Un homme entre comédie et drame, toujours avec justesse
Le succès de Maverick propulse James Garner vers le cinéma, où il s’impose rapidement grâce à sa capacité à incarner des personnages ordinaires avec naturel et sincérité. Il ne joue pas les durs à cuire, ni les romantiques invincibles : il incarne l’homme de tous les jours, qui doute, qui râle, mais qui fait ce qu’il faut quand il le faut.
Dans les années 1960, il enchaîne les rôles dans des genres très différents. On le retrouve dans The Great Escape (aux côtés de Donald Pleasence et Steve McQueen), Support Your Local Sheriff!, Grand Prix (où il joue un pilote de Formule 1), ou encore dans des comédies romantiques légères comme The Thrill of It All avec Doris Day. À chaque fois, James Garner apporte une touche d’ironie, de décontraction et de profondeur sans jamais voler la vedette.
Il n’avait peut-être pas l’aura ténébreuse d’un Clint Eastwood ni la flamboyance d’un Paul Newman, mais il était profondément crédible. Il ne jouait pas les héros, il les incarnait sans effort.
The Rockford Files, le rôle d’une vie
En 1974, James Garner retrouve la télévision avec The Rockford Files, série policière où il joue Jim Rockford, un détective privé fauché, ex-taulard et farceur, qui résout des affaires avec plus de bagout que de muscles. Le personnage est intelligent, désabusé, très humain, et fonctionne à merveille grâce au jeu tout en retenue de Garner.
La série connaît un immense succès, dure six saisons et devient l’une des références du genre. Elle lui vaut un Emmy Award, une reconnaissance critique qui s’ajoute à son immense popularité. Encore aujourd’hui, Jim Rockford reste l’un des détectives les plus appréciés de l’histoire de la télévision américaine.
Une carrière longue, une image toujours intacte
Même passé la soixantaine, James Garner continue de tourner, avec cette même aisance tranquille. Il prête sa voix dans Atlantis: The Lost Empire (2001), joue dans Space Cowboys (2000), et marque les esprits dans The Notebook (2004), où il incarne la version âgée du personnage principal — rôle bouleversant, tout en pudeur, qui rappelle à quel point il savait exprimer l’émotion sans jamais la forcer.

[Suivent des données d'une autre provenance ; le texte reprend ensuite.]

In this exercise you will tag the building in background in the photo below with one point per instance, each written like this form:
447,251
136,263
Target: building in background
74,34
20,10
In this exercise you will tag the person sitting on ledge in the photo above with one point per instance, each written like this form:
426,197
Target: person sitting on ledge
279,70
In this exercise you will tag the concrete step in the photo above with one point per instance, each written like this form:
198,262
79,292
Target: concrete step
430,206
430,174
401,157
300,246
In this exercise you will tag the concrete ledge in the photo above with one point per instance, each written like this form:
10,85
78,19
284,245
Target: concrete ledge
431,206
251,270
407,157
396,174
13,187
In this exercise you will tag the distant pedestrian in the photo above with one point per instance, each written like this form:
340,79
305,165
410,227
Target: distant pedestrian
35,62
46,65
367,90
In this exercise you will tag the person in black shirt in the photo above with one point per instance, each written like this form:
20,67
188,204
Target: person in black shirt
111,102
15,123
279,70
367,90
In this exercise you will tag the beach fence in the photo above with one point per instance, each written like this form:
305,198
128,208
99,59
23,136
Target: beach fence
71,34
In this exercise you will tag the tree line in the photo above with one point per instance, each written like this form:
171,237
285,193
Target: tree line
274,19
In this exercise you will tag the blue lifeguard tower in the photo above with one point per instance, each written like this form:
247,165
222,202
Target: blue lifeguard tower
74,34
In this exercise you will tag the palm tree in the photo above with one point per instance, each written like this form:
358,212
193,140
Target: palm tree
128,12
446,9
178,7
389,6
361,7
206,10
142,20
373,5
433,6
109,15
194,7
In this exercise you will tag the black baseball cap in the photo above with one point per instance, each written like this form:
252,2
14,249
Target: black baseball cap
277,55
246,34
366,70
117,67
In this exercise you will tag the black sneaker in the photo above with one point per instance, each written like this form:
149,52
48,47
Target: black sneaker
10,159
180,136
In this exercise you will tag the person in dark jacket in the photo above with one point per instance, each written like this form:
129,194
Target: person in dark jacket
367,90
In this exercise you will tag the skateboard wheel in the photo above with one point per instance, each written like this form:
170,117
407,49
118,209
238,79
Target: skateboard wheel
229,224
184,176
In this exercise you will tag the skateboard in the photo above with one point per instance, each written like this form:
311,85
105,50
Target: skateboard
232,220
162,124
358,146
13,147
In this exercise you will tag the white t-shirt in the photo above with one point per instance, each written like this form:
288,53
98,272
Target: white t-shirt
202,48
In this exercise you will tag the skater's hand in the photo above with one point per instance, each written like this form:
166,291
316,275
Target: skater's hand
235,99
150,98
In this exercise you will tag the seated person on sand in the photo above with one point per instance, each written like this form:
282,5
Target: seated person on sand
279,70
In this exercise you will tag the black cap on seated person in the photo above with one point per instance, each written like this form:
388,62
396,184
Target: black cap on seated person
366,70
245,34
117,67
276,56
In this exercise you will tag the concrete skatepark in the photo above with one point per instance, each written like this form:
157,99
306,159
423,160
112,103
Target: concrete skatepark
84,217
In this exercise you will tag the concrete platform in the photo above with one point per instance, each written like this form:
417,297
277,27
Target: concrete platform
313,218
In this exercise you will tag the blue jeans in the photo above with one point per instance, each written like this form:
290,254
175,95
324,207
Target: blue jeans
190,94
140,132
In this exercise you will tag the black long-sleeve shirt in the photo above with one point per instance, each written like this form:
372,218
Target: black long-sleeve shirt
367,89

Il reste aussi actif derrière la caméra, via sa société de production, et prend soin de ses projets comme de son image : authentique, fiable, fidèle à lui-même.
Un homme droit dans une industrie instable
Au-delà de l’acteur, James Garner était connu pour son intégrité. Il a plusieurs fois poursuivi des studios pour non-paiement, notamment lors de The Rockford Files — et a gagné. Il ne supportait pas les abus de pouvoir ni les promesses non tenues, ce qui lui valut une réputation de “difficile” chez certains, mais surtout de professionnel exemplaire chez la plupart.
Il refusait également les excès du star-system : peu de scandales, peu de déclarations tapageuses, peu de flirts médiatiques. Marié pendant près de 60 ans à la même femme (Lois Clarke), vétéran décoré, lecteur assidu… il était l’un de ces hommes dont la vie privée était aussi stable que sa carrière était riche.
L’élégance de la simplicité
Quand James Garner meurt en 2014, les hommages pleuvent, venant autant d’Hollywood que du public. Car s’il n’a jamais cherché à être une star, il l’a été malgré lui. Pas pour ses excès, mais pour sa cohérence, sa régularité, et son humanité.
Son jeu ne cherchait pas à impressionner. Il ne surjouait jamais. Et pourtant, il remplissait chaque scène, souvent par la seule force d’un regard, d’un haussement d’épaule ou d’un demi-sourire.
James Garner, c’est l’Amérique sans maquillage, l’élégance sans vanité, la comédie sans lourdeur, et le drame sans pathos. Un acteur qui ne s’est jamais pris pour un héros, mais qui l’a été pour plusieurs générations de spectateurs — simplement parce qu’on pouvait se reconnaître en lui.